Data Science and Artificial Intelligence

Logistic Regression With PCA – Speeding Up and Benchmarking

This entry is part 5 of 17 in the series Machine Learning Algorithms

Introduction to PCA Algorithm:

When data becomes too much in its dimension then it becomes a problem for pattern learning. Too much information is bad because of two things: compute and execution time and quality of the model fit. When the dimension of the data is too high we need to find a way to reduce it. But that reduction has to be done in such a way that we maintain the all relevant information in the original data.  The algorithm that we are going to discuss in this article does this job. The algorithm is quite famous and widely used in a variety of tasks. Its name is Principal Component Analysis aka PCA.

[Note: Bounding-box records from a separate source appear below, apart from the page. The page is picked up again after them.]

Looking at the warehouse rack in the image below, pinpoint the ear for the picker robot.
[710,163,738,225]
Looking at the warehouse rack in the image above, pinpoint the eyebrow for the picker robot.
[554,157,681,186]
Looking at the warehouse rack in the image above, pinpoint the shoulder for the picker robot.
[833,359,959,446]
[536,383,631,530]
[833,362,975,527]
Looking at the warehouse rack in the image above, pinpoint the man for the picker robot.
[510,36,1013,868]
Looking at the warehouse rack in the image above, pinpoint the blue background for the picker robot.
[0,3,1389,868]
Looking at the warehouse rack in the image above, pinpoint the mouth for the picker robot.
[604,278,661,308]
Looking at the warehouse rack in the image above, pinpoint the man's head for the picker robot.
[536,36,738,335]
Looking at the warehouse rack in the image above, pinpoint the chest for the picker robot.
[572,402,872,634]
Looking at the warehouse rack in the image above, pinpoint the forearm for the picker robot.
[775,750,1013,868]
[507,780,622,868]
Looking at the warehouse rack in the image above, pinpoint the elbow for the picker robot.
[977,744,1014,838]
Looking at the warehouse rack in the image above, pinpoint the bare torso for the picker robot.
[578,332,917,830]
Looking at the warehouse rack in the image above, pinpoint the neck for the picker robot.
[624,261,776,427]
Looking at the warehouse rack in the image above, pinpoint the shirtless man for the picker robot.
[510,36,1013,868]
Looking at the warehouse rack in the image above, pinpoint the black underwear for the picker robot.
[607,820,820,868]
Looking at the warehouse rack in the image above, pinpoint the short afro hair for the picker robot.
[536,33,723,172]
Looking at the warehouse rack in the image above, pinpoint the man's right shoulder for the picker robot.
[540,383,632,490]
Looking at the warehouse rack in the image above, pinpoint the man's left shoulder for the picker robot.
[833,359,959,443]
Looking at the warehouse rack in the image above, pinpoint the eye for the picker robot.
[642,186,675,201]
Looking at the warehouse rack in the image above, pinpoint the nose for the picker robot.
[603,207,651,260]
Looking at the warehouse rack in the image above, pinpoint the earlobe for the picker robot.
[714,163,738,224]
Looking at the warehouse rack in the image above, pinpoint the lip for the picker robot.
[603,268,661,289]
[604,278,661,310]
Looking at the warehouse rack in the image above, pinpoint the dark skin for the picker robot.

The main purpose of the principal component analysis is to find the dimensions of maximum variance and to recast the data into these fewer dimensions so that the information needed for the Machine Learning Algorithm to do its job is intact.

Free Step-by-step Guide To Become A Data Scientist

Subscribe and get this detailed guide absolutely FREE

PCA is used to transform a high-dimensional dataset into a smaller-dimensional subspace; into a new coordinate system. In the new coordinate system, the first axis corresponds to the first principal component, which is the component that explains the greatest amount of the variance in the data.

In simple words, the principal component analysis is a method of extracting important variables known as principal components from a large set of variables available in a data set. It captures as much information as possible from the original high dimensional data. It represents the original data in terms of its principal components in a new dimension space.

Summary of PCA:

Applications of PCA :

  • Visualization
  • Denoising
  • Data Compression
  • Speeding up ML algorithms

Problem Statement:

Speed up Handwriting recognition learning

Solution:

We will solve this problem by forming the classification pipeline on the MNIST dataset.

About the Dataset 

 

The MNIST database of handwritten digits, available from this page, has a training set of 60,000 examples, and a test set of 10,000 examples. It is a subset of a larger set available from NIST. The digits have been size-normalized and centered in a fixed-size image. It is a good database for people who want to try learning techniques and pattern recognition methods on real-world data while spending minimal efforts on preprocessing and formatting.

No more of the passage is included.